Converting models
basert convert turns a source checkpoint into a .base bundle. Sources are
GGUF, HuggingFace safetensors, and MLX safetensors. Every source is
dequantized to f32 and re-packed via the canonical quantization path.
Basic conversion
basert convert ./path/to/checkpoint \
--target base-q4 \
--output models/my-model.base
--target selects a quant scheme. Available schemes follow the
canonical quant spec: base_q2 … base_q8,
bf16, f16, f32.
Profile-driven conversion
For per-tensor control, pass a profile instead of a single target. The
generic profiles ship in base-convert/profiles/:
basert convert ./checkpoint \
--profile base-convert/profiles/default-q4.json \
--output models/my-model.base
With --profile, per-tensor quant decisions come from the profile's rules;
--target becomes the fallback for tensors the profile's catch-all rule doesn't
cover. The profile name is recorded in the bundle header (quant_profile) for
audit. Write your own — see Quant profiles.
AWQ calibration
Activation-aware weight quantization improves low-bit quality. Provide calibration text and an AWQ mode:
basert convert ./checkpoint \
--profile base-convert/profiles/default-q4.json \
--calibration calib.txt \
--calibration-tokens 1024 \
--awq-mode <mode> \
--output models/my-model.base
Alternatively, pass a precomputed activation-stats sidecar with
--awq-profile <path> (produced by the engine's calibration mode). Tensors whose
profile rule is a canonical base_qN dtype run AWQ search + rotation before the
RTN pack; bf16/f16 tensors are unaffected.
Common flags
| Flag | Meaning |
|---|---|
-o, --output <path> | Output .base file (defaults to <input>.base). |
--target <scheme> | Quant scheme (or fallback when --profile is set). |
--profile <path> | Per-tensor canonical-quant profile JSON. |
--calibration <file> | UTF-8 calibration text (required for AWQ). |
--calibration-tokens <N> | Number of calibration tokens. |
--awq-mode <mode> | AWQ calibration mode. |
--awq-profile <path> | Precomputed AWQ activation-stats sidecar. |
--synthetic | Generate a dummy bundle (CI/testing; no file read). |
WARNING
Quantizing from already-quantized inputs
The spec expects fp16/bf16/fp32 sources.

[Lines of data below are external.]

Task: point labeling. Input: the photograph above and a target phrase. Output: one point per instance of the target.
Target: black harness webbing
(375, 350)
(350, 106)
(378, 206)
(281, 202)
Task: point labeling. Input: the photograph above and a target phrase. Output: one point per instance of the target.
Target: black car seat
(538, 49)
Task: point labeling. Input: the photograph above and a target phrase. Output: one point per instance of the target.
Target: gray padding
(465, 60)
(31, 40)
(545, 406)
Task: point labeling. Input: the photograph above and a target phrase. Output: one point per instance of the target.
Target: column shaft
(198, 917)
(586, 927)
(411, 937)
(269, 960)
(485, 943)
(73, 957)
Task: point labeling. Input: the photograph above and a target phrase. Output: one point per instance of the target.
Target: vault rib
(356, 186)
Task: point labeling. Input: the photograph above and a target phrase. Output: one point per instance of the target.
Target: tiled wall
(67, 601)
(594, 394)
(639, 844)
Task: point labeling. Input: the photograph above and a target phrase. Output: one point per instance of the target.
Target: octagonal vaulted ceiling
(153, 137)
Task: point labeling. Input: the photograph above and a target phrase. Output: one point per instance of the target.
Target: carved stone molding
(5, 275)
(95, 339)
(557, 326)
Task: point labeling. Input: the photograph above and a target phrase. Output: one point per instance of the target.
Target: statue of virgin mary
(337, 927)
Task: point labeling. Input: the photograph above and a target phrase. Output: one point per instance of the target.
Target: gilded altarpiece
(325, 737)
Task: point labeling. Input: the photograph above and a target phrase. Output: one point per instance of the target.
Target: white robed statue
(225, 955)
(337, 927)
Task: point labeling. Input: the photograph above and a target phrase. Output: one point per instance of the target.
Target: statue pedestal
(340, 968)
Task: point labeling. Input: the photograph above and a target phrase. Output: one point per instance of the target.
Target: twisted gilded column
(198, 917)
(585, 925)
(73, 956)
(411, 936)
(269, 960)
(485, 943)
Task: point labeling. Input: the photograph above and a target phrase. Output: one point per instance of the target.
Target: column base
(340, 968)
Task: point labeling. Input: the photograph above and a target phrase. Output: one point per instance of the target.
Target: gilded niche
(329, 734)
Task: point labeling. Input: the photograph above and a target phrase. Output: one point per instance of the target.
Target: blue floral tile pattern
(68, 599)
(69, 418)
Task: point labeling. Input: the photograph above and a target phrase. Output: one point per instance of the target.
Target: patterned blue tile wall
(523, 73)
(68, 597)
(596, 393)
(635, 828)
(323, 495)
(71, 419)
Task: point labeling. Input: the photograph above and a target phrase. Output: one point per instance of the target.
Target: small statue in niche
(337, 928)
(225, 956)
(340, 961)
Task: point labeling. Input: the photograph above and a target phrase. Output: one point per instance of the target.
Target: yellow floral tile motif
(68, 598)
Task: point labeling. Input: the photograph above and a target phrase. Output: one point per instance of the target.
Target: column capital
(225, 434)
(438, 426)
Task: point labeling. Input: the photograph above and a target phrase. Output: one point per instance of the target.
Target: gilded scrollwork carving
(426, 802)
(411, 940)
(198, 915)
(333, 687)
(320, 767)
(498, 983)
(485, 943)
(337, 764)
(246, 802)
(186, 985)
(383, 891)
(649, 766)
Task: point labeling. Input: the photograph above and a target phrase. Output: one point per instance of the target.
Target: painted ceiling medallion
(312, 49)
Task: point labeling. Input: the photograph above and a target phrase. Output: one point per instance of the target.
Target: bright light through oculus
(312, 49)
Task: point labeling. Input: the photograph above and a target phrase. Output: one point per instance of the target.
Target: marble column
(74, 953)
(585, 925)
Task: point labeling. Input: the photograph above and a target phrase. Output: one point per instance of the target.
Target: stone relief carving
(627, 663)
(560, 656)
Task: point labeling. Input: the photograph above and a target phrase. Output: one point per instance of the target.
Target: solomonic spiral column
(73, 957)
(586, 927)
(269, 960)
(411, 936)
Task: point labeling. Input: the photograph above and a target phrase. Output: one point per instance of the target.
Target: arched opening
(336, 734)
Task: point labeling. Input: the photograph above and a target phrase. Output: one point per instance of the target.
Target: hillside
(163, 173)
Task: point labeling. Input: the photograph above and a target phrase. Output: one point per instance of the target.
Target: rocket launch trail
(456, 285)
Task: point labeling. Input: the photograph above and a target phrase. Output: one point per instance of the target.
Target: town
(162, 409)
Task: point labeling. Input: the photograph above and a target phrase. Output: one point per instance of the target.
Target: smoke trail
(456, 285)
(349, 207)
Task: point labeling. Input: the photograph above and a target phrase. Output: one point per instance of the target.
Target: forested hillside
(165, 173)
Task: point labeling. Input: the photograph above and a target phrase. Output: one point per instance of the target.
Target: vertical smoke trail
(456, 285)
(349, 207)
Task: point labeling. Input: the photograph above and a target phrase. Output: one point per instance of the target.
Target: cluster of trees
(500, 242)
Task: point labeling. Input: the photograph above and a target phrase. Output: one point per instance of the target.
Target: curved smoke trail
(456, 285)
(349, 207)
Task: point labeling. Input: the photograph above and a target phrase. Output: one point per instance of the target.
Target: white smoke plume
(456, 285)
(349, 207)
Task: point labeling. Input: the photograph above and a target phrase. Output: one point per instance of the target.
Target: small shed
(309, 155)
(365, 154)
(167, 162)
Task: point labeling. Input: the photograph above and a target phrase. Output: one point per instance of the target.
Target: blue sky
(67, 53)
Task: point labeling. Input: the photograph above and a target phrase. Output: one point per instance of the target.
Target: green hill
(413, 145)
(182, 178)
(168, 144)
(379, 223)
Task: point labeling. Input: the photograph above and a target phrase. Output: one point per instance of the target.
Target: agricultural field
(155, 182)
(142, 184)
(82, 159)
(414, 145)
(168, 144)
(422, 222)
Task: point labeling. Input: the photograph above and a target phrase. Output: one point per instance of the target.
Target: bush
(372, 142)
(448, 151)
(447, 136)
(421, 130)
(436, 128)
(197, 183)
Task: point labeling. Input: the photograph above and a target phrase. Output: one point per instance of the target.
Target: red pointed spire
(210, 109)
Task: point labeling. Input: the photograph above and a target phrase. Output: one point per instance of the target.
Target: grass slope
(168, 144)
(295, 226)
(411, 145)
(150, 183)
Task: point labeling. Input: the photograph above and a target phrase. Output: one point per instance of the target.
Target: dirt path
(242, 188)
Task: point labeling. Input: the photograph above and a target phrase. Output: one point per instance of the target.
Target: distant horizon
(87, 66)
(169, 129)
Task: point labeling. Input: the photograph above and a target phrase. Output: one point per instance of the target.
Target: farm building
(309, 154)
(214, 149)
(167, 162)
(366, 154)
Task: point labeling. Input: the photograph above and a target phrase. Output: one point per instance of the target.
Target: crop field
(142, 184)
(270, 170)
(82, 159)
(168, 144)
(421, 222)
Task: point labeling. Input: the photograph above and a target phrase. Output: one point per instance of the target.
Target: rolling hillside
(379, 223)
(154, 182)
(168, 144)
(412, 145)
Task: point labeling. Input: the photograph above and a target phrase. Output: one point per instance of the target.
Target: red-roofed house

Converting from an already-quantized
GGUF (Q4_K_M, Q8_0, …) or MLX 4-bit/8-bit compounds error. An explicit
override flag exists for users who don't have the fp16 checkpoint locally —
see basert convert --help.
Inspecting the result
basert inspect models/my-model.base # header + tensor inventory + slots basert inspect models/my-model.base --verify-checksums # also verify per-tensor xxhash64 (slow)